In the beginning of the book, Mosebach writes an imagined conversation with a secular Egyptian about the nature of martyrdom. The Doubter, as Mosebach calls his interlocutor, finds the Twenty-One’s refusal to repudiate their religion in order to save their own lives “a bit creepy”. Shouldn’t they have done whatever it took to survive? Isn’t openly accepting death a bad business model for the continued existence of a religion? “It sounds like your peasants from those dumps in Upper Egypt might be the very last Christians,” The Doubter taunts.
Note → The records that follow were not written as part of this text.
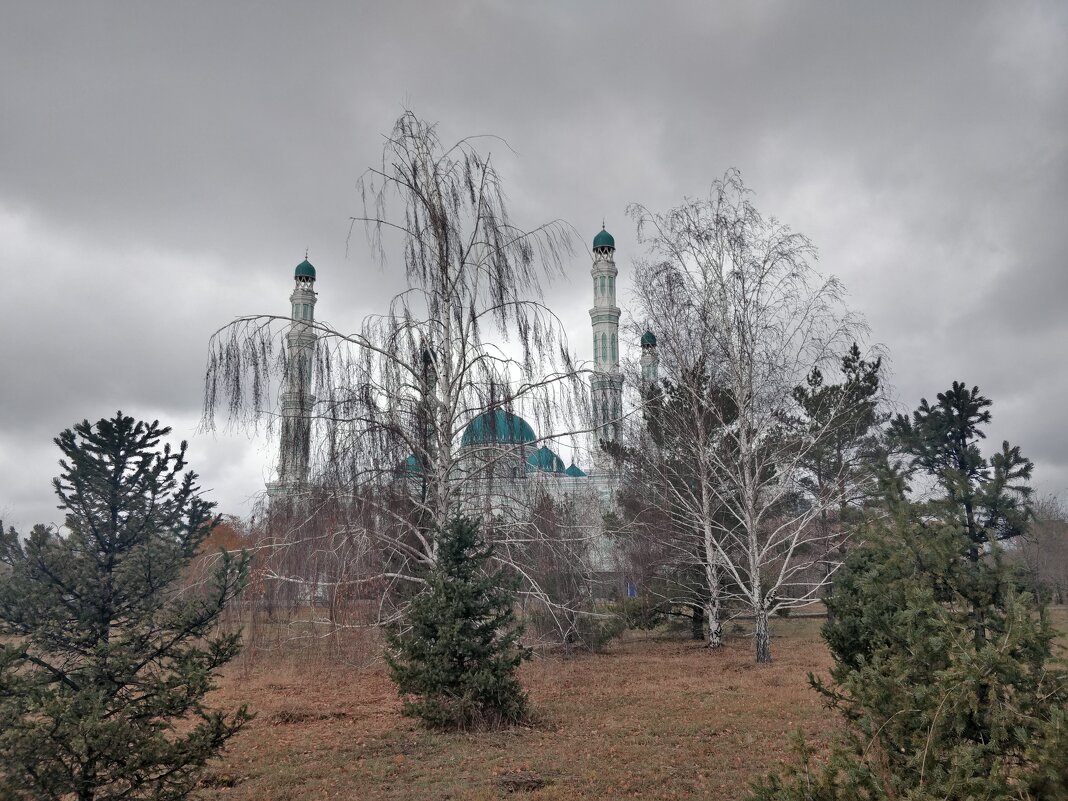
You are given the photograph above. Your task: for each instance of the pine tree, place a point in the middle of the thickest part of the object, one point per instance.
(455, 660)
(932, 711)
(104, 661)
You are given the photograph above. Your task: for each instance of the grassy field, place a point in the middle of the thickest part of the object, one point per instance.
(653, 718)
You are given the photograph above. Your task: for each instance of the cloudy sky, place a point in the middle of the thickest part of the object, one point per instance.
(165, 166)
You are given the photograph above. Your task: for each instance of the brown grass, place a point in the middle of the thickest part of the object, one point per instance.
(654, 718)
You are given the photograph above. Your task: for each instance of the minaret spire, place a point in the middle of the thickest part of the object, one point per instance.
(297, 399)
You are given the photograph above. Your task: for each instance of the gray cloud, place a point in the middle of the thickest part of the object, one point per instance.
(163, 167)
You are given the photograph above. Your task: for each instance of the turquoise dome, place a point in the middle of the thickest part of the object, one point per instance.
(575, 472)
(603, 239)
(546, 461)
(498, 427)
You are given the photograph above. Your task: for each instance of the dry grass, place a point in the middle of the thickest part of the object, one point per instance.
(654, 718)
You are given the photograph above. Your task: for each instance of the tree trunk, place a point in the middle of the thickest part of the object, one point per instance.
(763, 638)
(715, 625)
(697, 622)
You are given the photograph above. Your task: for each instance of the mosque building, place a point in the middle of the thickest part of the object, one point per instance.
(499, 437)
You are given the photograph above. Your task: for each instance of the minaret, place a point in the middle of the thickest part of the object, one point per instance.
(650, 361)
(297, 398)
(606, 385)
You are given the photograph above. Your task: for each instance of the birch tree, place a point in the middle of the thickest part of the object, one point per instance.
(742, 317)
(469, 333)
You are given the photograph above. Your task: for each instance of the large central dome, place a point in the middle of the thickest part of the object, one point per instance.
(498, 427)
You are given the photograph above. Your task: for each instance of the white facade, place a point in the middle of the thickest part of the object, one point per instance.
(297, 401)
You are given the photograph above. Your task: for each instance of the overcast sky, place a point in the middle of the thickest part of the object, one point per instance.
(165, 166)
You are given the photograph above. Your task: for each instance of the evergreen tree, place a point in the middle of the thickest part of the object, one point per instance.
(931, 713)
(455, 660)
(104, 661)
(988, 498)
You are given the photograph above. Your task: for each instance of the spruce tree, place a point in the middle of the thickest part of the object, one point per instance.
(943, 663)
(454, 661)
(105, 660)
(929, 712)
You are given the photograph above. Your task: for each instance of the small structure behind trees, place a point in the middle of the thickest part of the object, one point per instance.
(105, 660)
(454, 658)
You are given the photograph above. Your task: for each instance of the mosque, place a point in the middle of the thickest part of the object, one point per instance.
(499, 437)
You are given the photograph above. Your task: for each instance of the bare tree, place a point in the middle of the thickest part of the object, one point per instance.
(1043, 549)
(469, 334)
(743, 317)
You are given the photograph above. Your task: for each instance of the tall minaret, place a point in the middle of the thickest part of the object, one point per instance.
(297, 398)
(606, 385)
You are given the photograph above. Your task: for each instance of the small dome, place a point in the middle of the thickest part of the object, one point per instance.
(409, 468)
(545, 460)
(498, 427)
(575, 472)
(603, 239)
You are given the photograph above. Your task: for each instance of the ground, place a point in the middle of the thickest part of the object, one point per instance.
(654, 718)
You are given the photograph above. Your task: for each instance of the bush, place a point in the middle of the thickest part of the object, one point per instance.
(455, 660)
(641, 613)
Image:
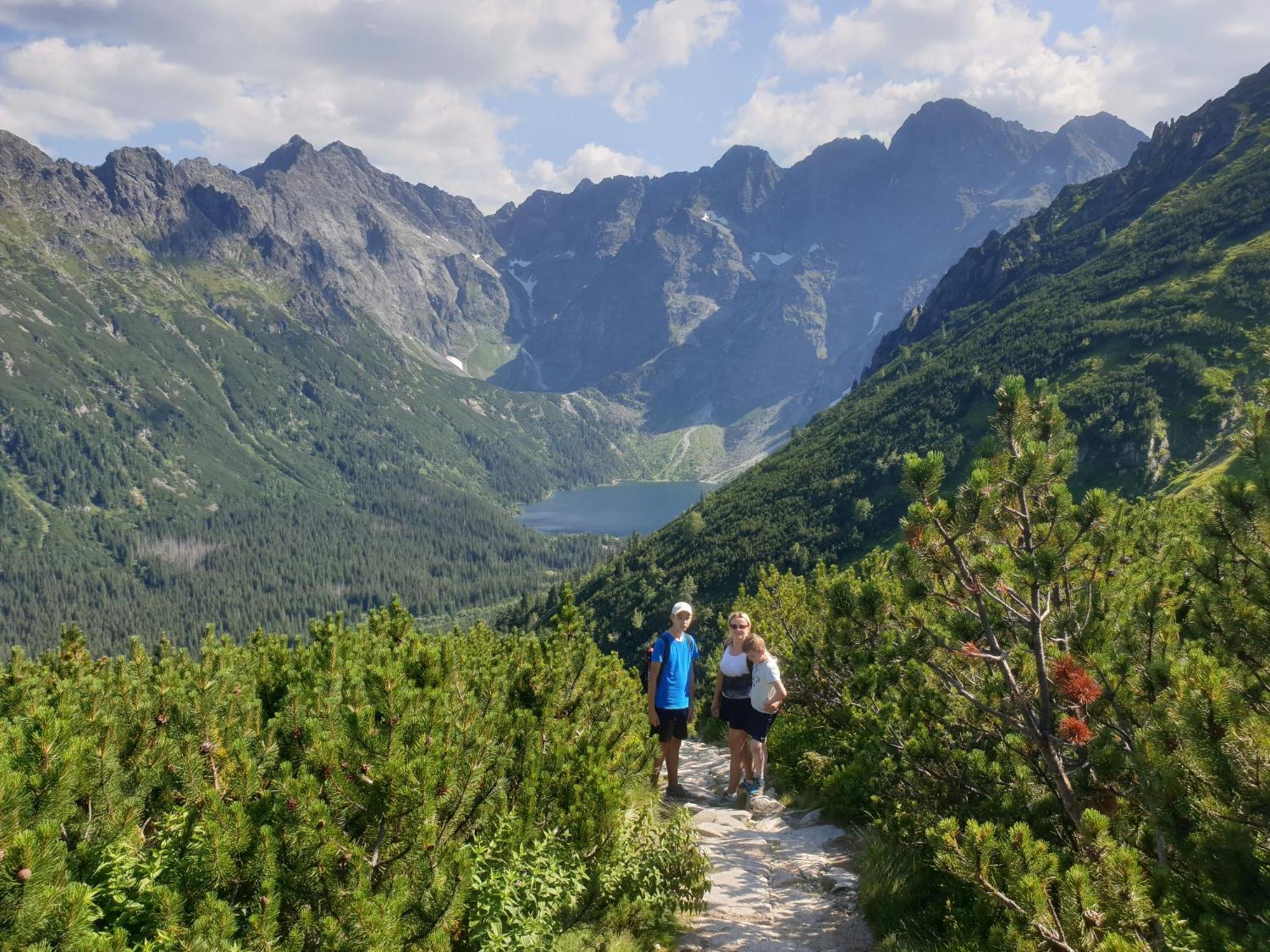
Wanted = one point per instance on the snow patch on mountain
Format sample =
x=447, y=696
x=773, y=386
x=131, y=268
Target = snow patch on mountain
x=778, y=258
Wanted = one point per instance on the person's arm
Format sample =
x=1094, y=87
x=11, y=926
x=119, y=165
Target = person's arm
x=655, y=668
x=775, y=704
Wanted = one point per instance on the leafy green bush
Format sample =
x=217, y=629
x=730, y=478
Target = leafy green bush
x=1051, y=711
x=371, y=788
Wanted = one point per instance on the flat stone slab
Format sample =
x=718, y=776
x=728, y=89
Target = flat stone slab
x=780, y=882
To which Mosebach responds: “At the moment it may seem so. But if the phrase from the early North African church still holds true—that ‘the blood of the martyrs is the seed of the church’—then perhaps the Twenty-One should not be counted among the very last Christians, but rather among the first.”

It’s a brilliant retort, even if it’s just against his own imagination, and it gives us some sense of what the attitude that Mosebach himself brings to the book. He isn’t a skeptic. He wants to understand. He longs for some firsthand knowledge of the spiritual strength of these people. Mosebach says that in everyone he spoke to, there was no hunger for violent retribution. Neither was there a dull fatalism, an acquiescence to the ‘senseless’ of the act. Of course the act made sense. Of course it had meaning. As Mosebach writes of the beheading video near the beginning of the book, “This video is two things at once: both the documentation of a very real massacre and an allegory of the never-ending struggle between good and evil.” It’s a credit to the Copts that they always maintain this double vision, seeing the the bare act itself as well as the rich spiritual context which gives it meaning. This sometimes manifests in small pronouncements of humility and gratefulness, as when a church leader says to Mosebach:

We find ourselves in the odd position of being grateful to the Islamist killers for the film with which they documented their acts. Now, instead of relying on potentially contradictory testimonies, we can see it all with our own eyes. Had the killers had any idea of the significance this video would have for the Coptic Church, they probably would not have made it. Far from being intimidating, it gives us courage. It shows us the martyr’s heroic bravery, and the fact that they spent their last moments alive in prayer proves the strength of their fate.

After reading The 21, there’s no wonder why Mosebach was drawn to the particular strength of the Copts and their Church of Martyrs. As the imagined dialogue of Mosebach and The Doubter unintentionally shows: the Copts might very well be the first and last Christians both. Mosebach seems to think that their particular Christianity, tested by time and trial and yet still flourishing, has much to teach our own Western denominations. And of course, it does. But what’s most striking perhaps about Mosebach’s work is how it stands in such sharp contrast to our own vapid understandings of death, loss, and meaning in the secular West. Through the spiritually rich but physically impoverished lives of the Copts, we’re offered a glimpse of our own society’s much more profound destitution.